There are numerous whys and wherefores as to the reasons that cheats are prospering unpunished and I'm sure one or two of the more savvy amongst you will shed some light.
But the bottom line is that many of the 'top' players are having a laugh. And that just isn't right.
Originally posted by SmiffyThe main problem I think, is the amount of time it takes to peg one cheater. If we had computers a thousand times faster or a dedicated core of people, like 40 or 50 people analyzing games, that would be one thing. But when you only have a few people analyzing games, it takes quite a bit of time to peg a single cheater and to me it looks like there are just too many to catch them all or even the majority.
I agree think of the amount of subscribers that leave because of this probably lose more money that way than banning a few engines. Rtmiller I remembered from when I was here a few years ago was 1400's now is a 2100+ I thought that was funny. The graphs are evidence aswell use them and when you report a player advise the graph. Unless these players are grandmaster noway should people be unbeatable lol.
Originally posted by LarkieThe cheaters do tend to stand out just by their win/loss record, like the current #2, thousands of games played, a 25 odd percent loss, over a thousand losses and over 600 draws. That sounds like a human effort to me. but you see these other names where they have say 500 games and 3 losses, just a bit more than suspicious. The only way that could happen for real is if most of those top players are actual grandmasters in disguise, and even then, the record would have a lot more losses and draws.
Yeah good point Smiffy. Quite a few players have moved away from the site because they are sick to the back teeth of the proliferation of cheats. Lost revenue versus the cost of some random sampling of games played by some of these characters is an equation that should, I think, be explored. It's not as if the biggest offenders, with their zero-to-hero rating ...[text shortened]... rity of us at RHP, are clearly unhappy with the status quo of turning a blind eye to engine use.

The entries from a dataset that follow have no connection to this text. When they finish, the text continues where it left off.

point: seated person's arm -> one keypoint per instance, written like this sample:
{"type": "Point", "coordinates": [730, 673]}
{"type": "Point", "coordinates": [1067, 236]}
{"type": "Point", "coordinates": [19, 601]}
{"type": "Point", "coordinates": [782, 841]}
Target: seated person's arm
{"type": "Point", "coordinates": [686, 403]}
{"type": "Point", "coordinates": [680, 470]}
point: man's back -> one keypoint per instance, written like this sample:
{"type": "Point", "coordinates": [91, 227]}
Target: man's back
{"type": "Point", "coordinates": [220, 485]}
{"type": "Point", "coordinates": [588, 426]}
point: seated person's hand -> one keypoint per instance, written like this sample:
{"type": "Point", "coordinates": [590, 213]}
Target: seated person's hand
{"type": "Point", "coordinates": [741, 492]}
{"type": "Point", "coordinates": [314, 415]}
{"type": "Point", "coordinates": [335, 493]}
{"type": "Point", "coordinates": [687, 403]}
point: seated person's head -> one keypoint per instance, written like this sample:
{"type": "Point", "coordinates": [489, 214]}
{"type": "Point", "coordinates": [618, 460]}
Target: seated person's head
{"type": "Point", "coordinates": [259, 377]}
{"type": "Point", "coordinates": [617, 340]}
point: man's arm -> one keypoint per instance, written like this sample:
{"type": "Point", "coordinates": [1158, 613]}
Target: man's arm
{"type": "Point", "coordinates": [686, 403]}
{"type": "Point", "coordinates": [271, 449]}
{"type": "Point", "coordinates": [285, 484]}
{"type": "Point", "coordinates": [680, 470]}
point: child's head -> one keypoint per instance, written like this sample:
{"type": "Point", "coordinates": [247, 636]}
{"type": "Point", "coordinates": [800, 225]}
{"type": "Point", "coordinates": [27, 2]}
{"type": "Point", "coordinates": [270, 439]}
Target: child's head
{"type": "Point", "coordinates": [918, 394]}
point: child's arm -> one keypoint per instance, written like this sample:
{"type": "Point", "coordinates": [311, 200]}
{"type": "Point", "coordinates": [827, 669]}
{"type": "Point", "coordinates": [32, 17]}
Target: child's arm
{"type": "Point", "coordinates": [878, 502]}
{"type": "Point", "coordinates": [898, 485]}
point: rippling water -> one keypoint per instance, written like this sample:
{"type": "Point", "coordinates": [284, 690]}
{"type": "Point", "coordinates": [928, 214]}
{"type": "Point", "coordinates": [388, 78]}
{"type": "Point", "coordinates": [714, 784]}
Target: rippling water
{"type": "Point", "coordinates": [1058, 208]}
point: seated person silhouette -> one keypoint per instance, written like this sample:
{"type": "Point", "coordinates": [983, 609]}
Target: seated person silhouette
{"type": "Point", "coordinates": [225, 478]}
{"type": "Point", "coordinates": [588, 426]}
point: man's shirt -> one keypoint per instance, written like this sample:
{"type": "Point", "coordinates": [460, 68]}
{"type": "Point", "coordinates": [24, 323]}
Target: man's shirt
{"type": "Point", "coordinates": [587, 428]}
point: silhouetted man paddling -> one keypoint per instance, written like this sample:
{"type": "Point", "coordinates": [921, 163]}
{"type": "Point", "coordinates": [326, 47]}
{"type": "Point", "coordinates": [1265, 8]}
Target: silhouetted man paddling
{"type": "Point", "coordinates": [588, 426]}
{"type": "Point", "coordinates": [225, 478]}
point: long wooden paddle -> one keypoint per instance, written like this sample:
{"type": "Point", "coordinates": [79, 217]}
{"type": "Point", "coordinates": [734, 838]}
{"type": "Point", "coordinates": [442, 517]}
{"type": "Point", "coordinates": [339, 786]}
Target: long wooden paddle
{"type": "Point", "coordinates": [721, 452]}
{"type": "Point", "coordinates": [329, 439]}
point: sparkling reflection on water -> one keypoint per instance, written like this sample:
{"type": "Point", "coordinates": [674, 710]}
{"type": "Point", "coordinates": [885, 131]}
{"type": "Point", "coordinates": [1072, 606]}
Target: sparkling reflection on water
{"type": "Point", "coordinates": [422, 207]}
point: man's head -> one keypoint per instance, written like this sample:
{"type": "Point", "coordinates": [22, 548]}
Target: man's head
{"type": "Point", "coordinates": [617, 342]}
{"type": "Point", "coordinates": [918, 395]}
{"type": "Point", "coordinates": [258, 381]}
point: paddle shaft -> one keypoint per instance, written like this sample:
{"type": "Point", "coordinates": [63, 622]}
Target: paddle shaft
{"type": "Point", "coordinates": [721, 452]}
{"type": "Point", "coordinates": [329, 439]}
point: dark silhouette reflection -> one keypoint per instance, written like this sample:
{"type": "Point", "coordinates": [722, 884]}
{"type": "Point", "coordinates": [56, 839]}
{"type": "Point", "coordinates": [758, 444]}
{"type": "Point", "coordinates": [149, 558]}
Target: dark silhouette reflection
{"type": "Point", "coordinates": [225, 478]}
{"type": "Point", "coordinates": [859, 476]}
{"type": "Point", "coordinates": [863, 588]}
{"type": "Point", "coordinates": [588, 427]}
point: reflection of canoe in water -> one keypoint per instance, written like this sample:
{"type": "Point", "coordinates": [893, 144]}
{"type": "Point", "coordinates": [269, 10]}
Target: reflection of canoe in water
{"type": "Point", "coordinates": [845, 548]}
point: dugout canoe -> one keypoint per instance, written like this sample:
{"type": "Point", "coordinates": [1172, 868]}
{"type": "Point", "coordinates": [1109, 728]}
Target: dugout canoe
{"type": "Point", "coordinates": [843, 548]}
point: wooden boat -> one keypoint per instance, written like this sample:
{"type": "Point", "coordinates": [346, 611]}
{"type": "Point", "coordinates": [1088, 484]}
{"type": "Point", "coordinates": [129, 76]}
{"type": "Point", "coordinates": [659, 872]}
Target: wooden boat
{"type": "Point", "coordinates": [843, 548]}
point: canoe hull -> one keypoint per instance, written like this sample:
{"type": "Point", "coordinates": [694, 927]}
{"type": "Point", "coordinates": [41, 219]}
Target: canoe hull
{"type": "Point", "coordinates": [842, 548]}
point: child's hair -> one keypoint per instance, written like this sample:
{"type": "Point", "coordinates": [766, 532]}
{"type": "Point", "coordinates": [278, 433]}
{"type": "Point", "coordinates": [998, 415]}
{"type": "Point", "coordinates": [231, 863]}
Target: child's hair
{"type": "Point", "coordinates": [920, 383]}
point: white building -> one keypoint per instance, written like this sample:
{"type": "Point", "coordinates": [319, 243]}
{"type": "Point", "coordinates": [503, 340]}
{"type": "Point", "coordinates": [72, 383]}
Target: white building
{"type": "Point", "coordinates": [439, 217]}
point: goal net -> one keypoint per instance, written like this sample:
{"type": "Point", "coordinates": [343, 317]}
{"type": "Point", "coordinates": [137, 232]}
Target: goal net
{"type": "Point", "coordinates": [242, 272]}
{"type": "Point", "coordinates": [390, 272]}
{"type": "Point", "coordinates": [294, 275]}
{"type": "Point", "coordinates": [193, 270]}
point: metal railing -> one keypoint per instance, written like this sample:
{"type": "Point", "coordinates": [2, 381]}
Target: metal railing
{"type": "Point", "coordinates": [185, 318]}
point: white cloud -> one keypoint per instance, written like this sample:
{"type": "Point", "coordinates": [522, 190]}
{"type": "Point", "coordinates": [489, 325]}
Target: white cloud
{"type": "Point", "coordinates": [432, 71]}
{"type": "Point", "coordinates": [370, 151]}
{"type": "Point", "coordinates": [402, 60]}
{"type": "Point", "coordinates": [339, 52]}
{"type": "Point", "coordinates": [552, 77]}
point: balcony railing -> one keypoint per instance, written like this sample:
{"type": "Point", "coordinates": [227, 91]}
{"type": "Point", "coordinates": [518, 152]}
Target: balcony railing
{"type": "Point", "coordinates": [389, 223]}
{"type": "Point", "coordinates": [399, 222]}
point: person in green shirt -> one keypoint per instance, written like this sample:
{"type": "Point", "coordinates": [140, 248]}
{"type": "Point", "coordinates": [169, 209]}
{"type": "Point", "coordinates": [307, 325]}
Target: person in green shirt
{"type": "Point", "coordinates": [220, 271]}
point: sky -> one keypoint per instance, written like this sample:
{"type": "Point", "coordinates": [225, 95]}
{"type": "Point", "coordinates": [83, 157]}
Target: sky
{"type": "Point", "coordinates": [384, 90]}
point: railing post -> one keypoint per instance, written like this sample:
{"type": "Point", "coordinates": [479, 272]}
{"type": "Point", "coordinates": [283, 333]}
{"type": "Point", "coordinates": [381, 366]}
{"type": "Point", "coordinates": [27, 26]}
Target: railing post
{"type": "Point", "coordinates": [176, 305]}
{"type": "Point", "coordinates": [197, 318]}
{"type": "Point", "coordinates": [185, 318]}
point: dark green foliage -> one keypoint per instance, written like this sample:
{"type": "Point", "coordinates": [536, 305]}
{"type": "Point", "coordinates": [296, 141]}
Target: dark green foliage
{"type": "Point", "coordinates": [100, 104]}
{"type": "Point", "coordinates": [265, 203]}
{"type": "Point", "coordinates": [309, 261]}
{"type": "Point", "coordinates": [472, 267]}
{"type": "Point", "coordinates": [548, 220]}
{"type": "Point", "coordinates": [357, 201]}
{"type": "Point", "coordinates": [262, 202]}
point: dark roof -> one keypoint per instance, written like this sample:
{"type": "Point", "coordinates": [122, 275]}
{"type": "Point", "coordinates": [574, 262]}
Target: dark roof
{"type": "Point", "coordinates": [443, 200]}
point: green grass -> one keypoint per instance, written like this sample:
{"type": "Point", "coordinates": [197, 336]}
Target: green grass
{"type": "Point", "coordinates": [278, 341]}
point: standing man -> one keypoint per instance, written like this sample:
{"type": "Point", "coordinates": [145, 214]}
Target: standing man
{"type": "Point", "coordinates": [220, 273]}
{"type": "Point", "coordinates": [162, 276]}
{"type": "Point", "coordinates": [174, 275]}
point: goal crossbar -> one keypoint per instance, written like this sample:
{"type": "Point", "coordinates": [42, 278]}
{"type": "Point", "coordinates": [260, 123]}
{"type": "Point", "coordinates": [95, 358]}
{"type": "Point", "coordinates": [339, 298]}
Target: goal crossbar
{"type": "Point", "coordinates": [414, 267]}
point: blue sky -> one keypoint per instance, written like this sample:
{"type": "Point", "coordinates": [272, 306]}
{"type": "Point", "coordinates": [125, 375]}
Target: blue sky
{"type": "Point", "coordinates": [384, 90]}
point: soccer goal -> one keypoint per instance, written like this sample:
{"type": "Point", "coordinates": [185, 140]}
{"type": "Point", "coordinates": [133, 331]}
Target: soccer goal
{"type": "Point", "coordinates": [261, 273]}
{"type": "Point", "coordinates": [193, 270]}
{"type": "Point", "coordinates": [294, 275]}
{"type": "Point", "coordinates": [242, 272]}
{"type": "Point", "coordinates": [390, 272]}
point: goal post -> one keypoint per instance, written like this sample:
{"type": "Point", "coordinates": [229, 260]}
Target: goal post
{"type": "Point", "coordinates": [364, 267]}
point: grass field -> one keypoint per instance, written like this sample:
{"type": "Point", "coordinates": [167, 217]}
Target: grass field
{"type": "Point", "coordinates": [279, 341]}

Originally posted by LarkieYou get a fair indication of cheaters when you just look at their game profile, you can see the pattern of a flat line up near the top, horizontal line with not much deviation, whereas if you look at a duffer like me, you see the mountains of Colorado I think that is the first place to examine, just look at the game profile.
You are absolutely right sonhouse. The task of eradicating cheats altogether is impossible. But to examine the games of a few of the most brazen (there's already a tide of evidence against TBK) and to kick out just a few from time to time, is not - exactly this used to happen (iron man, Mary Ann spring to mind) and at least sends out a message.
If this turns out costly, I'd be happy to fork out an extra few bucks a year for a cleaner site...
Originally posted by Tintin1963I agree, they should act on the more obvious cases like Ulf and TBK.
In the first round of the Championships I had a player Ulf t in my group. He was around 1600+ then. This was about 4 months ago. Since then, you may wish to note that his rating is currently 2318, a gain of some 700 points. Looking at his history, he was struggling against 1300 players at one time. Then, suddenly, a run of incredible victories and he's on ...[text shortened]... ng RHP in, as the administrators are only interested in keeping the subscribers, no matter what.
Originally posted by steve45As someone wrote before on this forum, it might not be the will to win but more often the desire not to lose or at least not to blunder into a loss. This creates a different perspective as then it's not just a matter of letting the engine calculate all the moves, but letting the engine (or any one else!) "assist" in certain situations only, or as coach, or as fall-back. This way the cheater will certainly engage in playing and learning a few things by studying the engine analysis. Such win might not be completely counted as "their own" by themselves but some pay-off might still be present since the overall strategy and most of the moves will be considered to still be their own or at least some sense of progress or learning might still be experienced. Lowlife morality? Yes. But they might not feel able to compete without it. One can only hope those training wheels will be abandoned at some point (or the whole sport) and it will not become a permanent feature.
I've said it before, and I'll say it again. What do the cheats get out of it. They are not winning the game, the engine is. So where is the pleasure in a victory. There can't be any pleasure, because they hav'nt won, the engine has.